FBI endorses TrueCrypt

irene irene at ugcs.caltech.edu
Sat Jul 3 14:30:17 PDT 2010


On Sat, Jul 03, 2010 at 05:00:20AM +0000, John Case wrote:
> On Thu, 1 Jul 2010, Eugen Leitl wrote:
>
>> Or they at least try to make it look that way, at least.
>>
>> http://www.theregister.co.uk/2010/06/28/brazil_banker_crypto_lock_out/
>>
>> Brazilian banker's crypto baffles FBI
>
>
> I find it baffling that we aren't hearing anything about key escrow.  How 
> in the world did we go through the 9/11 TLA bonanza, and all of the 
> recent Internet Kill Switch gibberish and not once hear about key escrow 
> ?
>
> These ideas don't just go away ... I'm suspicious ...

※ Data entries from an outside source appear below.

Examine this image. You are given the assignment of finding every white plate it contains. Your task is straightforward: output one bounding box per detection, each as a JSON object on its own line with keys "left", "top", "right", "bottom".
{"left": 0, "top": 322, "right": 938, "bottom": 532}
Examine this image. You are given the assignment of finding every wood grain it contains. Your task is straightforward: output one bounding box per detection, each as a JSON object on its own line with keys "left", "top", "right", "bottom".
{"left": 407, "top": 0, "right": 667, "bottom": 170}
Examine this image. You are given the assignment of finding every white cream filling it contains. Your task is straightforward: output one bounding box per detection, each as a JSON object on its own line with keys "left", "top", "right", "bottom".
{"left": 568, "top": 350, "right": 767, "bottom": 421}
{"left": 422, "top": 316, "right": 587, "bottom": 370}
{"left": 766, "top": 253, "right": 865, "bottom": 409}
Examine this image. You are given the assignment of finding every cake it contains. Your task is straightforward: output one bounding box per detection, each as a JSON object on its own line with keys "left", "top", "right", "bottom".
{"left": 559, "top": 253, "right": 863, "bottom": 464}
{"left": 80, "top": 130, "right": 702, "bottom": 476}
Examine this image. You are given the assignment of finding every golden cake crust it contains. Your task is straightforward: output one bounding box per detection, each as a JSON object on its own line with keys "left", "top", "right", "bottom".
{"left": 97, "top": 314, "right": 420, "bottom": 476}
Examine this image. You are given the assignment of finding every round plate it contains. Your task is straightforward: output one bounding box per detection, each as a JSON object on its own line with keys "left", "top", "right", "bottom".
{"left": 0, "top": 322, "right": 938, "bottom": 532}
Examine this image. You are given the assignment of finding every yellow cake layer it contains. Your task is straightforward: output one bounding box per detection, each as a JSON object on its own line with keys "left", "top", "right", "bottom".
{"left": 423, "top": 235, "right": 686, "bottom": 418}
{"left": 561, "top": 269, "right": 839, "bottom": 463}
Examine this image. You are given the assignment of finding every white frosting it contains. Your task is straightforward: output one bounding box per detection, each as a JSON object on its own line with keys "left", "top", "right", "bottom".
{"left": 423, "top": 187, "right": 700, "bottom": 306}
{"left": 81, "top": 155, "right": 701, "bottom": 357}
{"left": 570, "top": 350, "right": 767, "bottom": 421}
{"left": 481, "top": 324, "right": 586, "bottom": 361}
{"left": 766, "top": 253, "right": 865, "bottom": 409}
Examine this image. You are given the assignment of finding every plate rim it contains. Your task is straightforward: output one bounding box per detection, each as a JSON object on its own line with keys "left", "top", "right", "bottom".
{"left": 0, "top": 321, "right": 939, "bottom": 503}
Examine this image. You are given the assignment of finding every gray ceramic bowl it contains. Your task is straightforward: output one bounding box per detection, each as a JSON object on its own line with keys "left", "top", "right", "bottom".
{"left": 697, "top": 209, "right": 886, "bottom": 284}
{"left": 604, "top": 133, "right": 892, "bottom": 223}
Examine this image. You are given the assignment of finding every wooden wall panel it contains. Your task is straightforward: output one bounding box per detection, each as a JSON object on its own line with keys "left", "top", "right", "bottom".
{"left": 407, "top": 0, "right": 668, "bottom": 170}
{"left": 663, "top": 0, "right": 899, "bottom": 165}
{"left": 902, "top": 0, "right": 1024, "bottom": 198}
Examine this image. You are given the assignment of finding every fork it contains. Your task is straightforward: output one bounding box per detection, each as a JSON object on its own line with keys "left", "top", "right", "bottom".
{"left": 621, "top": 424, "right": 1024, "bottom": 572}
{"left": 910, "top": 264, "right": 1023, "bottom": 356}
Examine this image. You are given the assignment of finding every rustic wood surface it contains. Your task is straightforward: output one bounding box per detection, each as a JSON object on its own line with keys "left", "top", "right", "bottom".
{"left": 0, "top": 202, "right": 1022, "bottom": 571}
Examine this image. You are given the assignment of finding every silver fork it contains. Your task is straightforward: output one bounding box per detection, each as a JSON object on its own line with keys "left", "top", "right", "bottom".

Quite simply, because there are many other ways to perform effective 
intelligence work without requiring key escrow.

A few relevant points:
1. It would be hard for the government to force people to use their key
escrowed system.

2. With whom you communicate is often more interesting that what you
communicate.

3. Humans are bad at storing cryptographic keys. They tend to write them
down somewhere, exposing them to various attacks (sneak and peek
warrant, installation of covert camera, keylogger, TEMPEST).

4. Cryptography is very, very rarely the weakest point of a system.